La directora juega admirablemente con toda la ambigüedad de ese pequeño cortejo infantil que no se atreve a decir su nombre. En una escena clave, la ironía llega al extremo de hacer que Jeanne maquille el rostro de “Michael” y le revele lo hermoso que podría verse él como niña. El aprendizaje temprano de la frustración y la necesidad de negar su propia identidad va forjando el carácter excepcional de ese paria social que empieza a ser Laure desde los 10 años, y que parece destinado a soportar el estigma del mote peyorativo anglosajón de “tomboy” (machorra), para lesbianas con aspecto masculino. De nueva cuenta, el humor triunfa sobre el patetismo, y la cinta de Sciamma se sitúa, frente a una cinta como Los chicos no lloran (Kimberley Peirce, 1999), a la manera de un anticipo de tiempos muy duros para los cuales una infancia como la de Laure supone la mejor preparación posible.



El último verano de la boyita

En el contexto latinoamericano, destaca finalmente una cinta argentina del 2009, El último verano de la boyita, de Julia Solomonoff. El planteamiento es original. Los cambios fisiológicos que sorpresivamente transforman al casi adolescente Mario, quien vive en el medio agreste de la pampa, en una suerte de hermafrodita tardío (condición que descubre cuando en su silla de montar a caballo aparece la mancha de sangre de una primera menstruación), tienen como testigo ocular a su compañera de juegos, Jorgelina, de diez años. Los padres de la niña se encuentran en un proceso de separación y su hermana mayor comienza a tener un contacto poco efectivo con ella.

Durante las vacaciones veraniegas, posiblemente las últimas de una familia que hasta el momento creía sólida y estable, Jorgelina elige refugiarse en su mundo interior, aislarse en una casa rodante de juegos conocida como la boyita, y entablar amistad con el vigoroso y reservado púber Mario. La complicidad entre los dos es inmediata, y los tintes de fascinación mutua, tanto física como espiritual, se vuelven evidentes.

Lo que propone la directora es asistir, a través de la mirada infantil de Jorgelina, a los cambios sorprendentes en la fisionomía y el comportamiento biológico de Mario, mismos que de algún modo son el espejo magnificador y deformante de sus propias transformaciones hormonales en ciernes. Lo interesante es que la cineasta no proporciona mayores precisiones clínicas sobre el caso de Mario. Los cambios biológicos se producen casi providencialmente, al margen inclusive de toda verosimilitud médica. Importa más, sin duda, para las intenciones de la película, exhibir los misterios y los prejuicios que prevalecen en un medio rural muy próximo a la naturaleza y a los comportamientos instintivos.

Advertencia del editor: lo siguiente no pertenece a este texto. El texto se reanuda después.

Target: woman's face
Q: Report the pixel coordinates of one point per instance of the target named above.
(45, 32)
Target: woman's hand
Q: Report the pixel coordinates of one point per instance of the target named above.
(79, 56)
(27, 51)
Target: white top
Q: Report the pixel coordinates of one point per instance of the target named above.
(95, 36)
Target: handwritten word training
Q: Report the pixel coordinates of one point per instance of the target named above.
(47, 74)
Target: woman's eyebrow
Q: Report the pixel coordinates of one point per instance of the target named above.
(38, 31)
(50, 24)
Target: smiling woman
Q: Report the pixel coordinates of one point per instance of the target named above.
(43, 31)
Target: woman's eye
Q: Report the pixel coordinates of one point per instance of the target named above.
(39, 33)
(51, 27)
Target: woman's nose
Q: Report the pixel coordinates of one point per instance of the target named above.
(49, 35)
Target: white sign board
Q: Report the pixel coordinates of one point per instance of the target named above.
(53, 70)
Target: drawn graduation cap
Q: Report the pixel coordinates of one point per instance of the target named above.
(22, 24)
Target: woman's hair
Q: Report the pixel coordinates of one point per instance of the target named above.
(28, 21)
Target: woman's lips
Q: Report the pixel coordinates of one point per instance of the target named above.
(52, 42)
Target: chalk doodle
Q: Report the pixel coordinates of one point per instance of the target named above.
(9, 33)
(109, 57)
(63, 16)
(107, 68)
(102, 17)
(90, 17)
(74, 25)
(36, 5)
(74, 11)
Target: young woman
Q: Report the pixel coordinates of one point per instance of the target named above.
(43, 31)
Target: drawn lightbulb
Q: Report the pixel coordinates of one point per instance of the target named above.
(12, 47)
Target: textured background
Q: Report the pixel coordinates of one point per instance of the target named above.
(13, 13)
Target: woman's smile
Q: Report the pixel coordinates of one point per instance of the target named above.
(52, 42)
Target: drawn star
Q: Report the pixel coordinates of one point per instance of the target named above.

El comentario social queda implícito en la observación minuciosa que hace Solomonoff del comportamiento de sus dos protagonistas. El azoro juvenil compartido remite, como un contraste de inocencia, a la incomprensión, el morbo y el rechazo de una población adulta frente a todo lo que es distinto y por lo mismo amenazante. Como se ve, las cintas mencionadas no son los catálogos previsibles sobre lo que es o no es una persona transexual o una transgénero. Pero desde la perspectiva de la infancia aluden al misterio de una condición y un malestar identitario que no deja de suscitar interrogantes ni de propagar los prejuicios más extravagantes.